Ayrıca unutulmamalıdır ki, hiç kimse ölümle ne zaman karşılaşacağını bilemez. Buna rağmen insanın öleceği vakti biliyormuş gibi ibadetleri yerine getirmeyi belirli bir vakte ertelemesi kuşkusuz ki büyük bir hata olur. Zira ölümle karşılaştıktan sonra insan her ne kadar pişman olup geri dönmeyi istese de bir daha böyle bir imkan elde edemeyecektir.

Dünya bütün insanlar için bir imtihan yeridir. Bu imtihanın gereği olarak insanlar yaptıkları her tavırdan, fiili olarak yerine getirdikleri veya getirmeyip erteledikleri tüm ibadetlerden sorumludurlar. Kur'an'da bildirilen ibadetleri yerine getirmeyen, Allah'tan korkup sakınmayan, Allah'ın rızasına ve Kur'an'a uymayan bir insan ne kadar iyi niyetli olduğunu iddia ederse etsin, bu düşüncesinin ona ahirette bir faydası olmayacaktır. Ayrıca "kalp temizliği"nin tek ölçüsü Kur'an'dır. Yani bir insan ancak Kur'an ahlakına uygun olarak samimi niyetli, ihlaslı bir insansa "kalbim temiz" diyebilir. Yoksa bir insanın kendi değer yargıları ile kalp temizliği iddiasında bulunmasının bir anlamı yoktur.

1 Şubat 2012 Çarşamba

Ahiret için ciddi çaba gösterenler

Müminlerin Allah'ın rızasını ve cennetini kazanabilmek için hayatları boyunca 'ciddi bir çaba' göstermeleri, onların Yüce Allah'a olan sadakatlerinin bir göstergesidir. Rabbimiz Kur'an-ı Kerim'de müminlere Allah'ın rızasını ve ahiretini kazanmak için 'ciddi bir çaba' göstermekle sorumlu olduklarını buyurmuştur. Müminler bu 'ciddi çabayı', hem kendi nefislerini imani açıdan olgunlaştırıp Allah'ın hoşnut olacağı bir yapıya kavuşturmak, hem de Allah'ın Kur'an-ı Kerim'de tarif ettiği güzel ahlakı insanlara anlatmak için gösterirler. Müminlerin Allah'a karşı duydukları iman ne kadar güçlü olursa, Allah'ın onların kalplerine hissettireceği şevk ve heyecan da o kadar kuvvetli olacaktır. Böylece müminler hem nefislerini terbiye etmiş olacaklar, hem de Allah'ın razı olacağı bir insan olabilmek için gerekli olan çaba ve şevke sahip olacaklardır. Yüce Allah , Kur'an-ı Kerim'de şöyle öğütlemiştir:

Kim de ahireti ister ve bir mümin olarak ciddi bir çaba göstererek ona çalışırsa, işte böylelerinin çabası şükre şayandır. (İsra Suresi, 19)

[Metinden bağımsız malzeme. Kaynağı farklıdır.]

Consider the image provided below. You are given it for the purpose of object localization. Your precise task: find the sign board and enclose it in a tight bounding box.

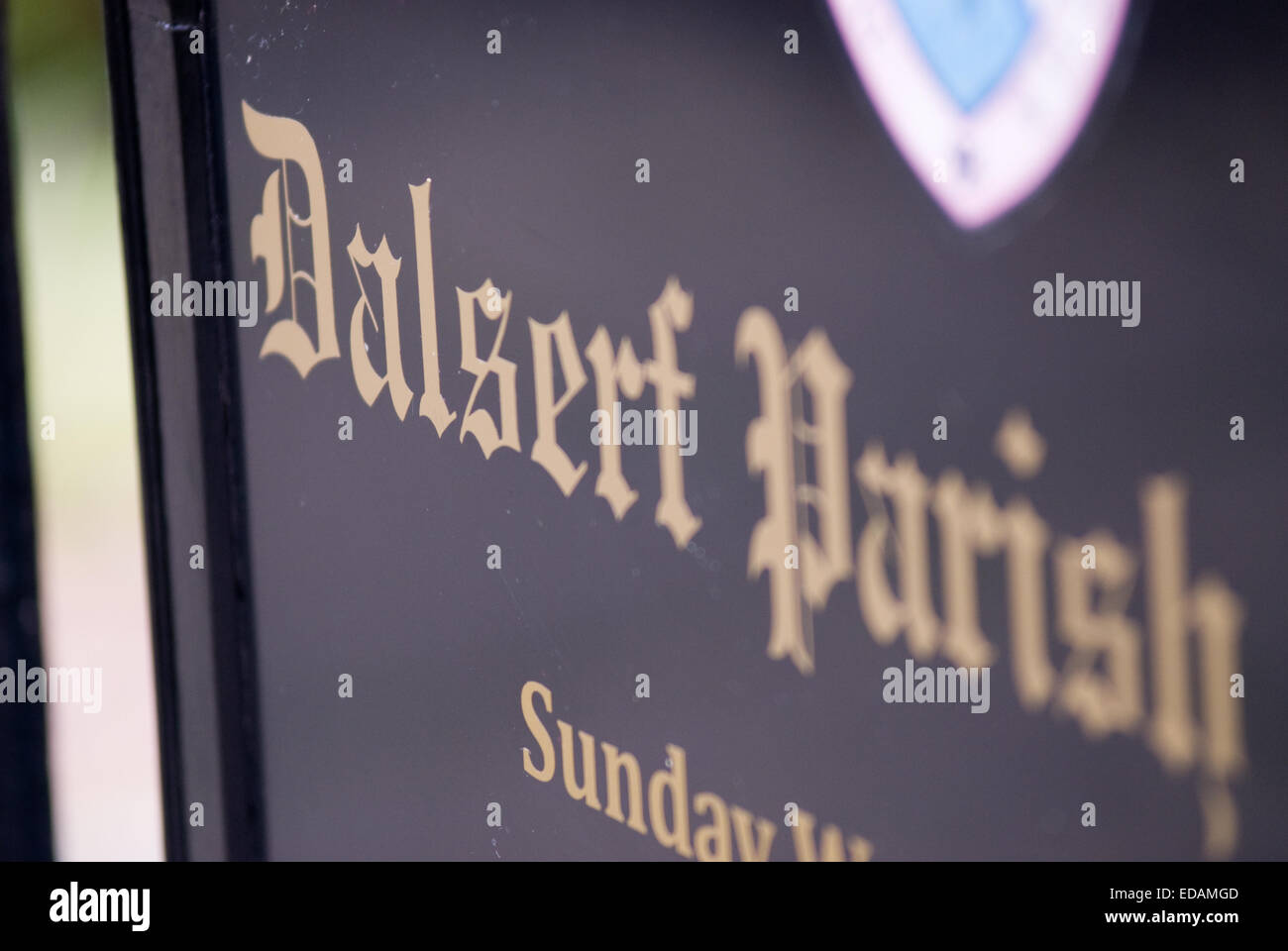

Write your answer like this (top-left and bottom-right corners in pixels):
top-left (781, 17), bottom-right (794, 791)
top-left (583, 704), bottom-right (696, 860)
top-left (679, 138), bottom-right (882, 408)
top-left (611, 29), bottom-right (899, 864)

İşte müminler ciddi çabayı ilk olarak kendi nefislerini Allah'ın razı olacağı bir hale getirmek için harcarlar. İnsanın kendi isteklerine ve tutkularına göre değil de, tamamen Allah'ın istediği şekilde hareket etmeye çalışması, şüphesiz ki ancak Rabbimiz'e karşı duyulacak içten bir bağlılıkla mümkündür. Müminler dünyada üstlenmeleri gereken en büyük sorumluluklardan birinin, kendi nefislerini terbiye etmek olduğunun farkındadırlar. Hayatları boyunca kendilerine sürekli olarak kötülüğü emreden ve kendilerini Allah'ın rızasından uzaklaştırmaya çalışan bu saptırıcı güçle mücadele halindedirler. Nefislerinin aldatmacalarına karşı son derece uyanık olur ve Allah'ın rızasına uygun olmayacak hareketlerden şiddetle kaçınırlar. Allah'ın ve Peygamberimiz (sav)'in güzel ahlak konusundaki tavsiyelerini bilen müminler, hem kendi nefislerine karşı mücadele etmek hem de Kur'an ahlakını insanlara anlatmak için büyük bir çaba gösterirler.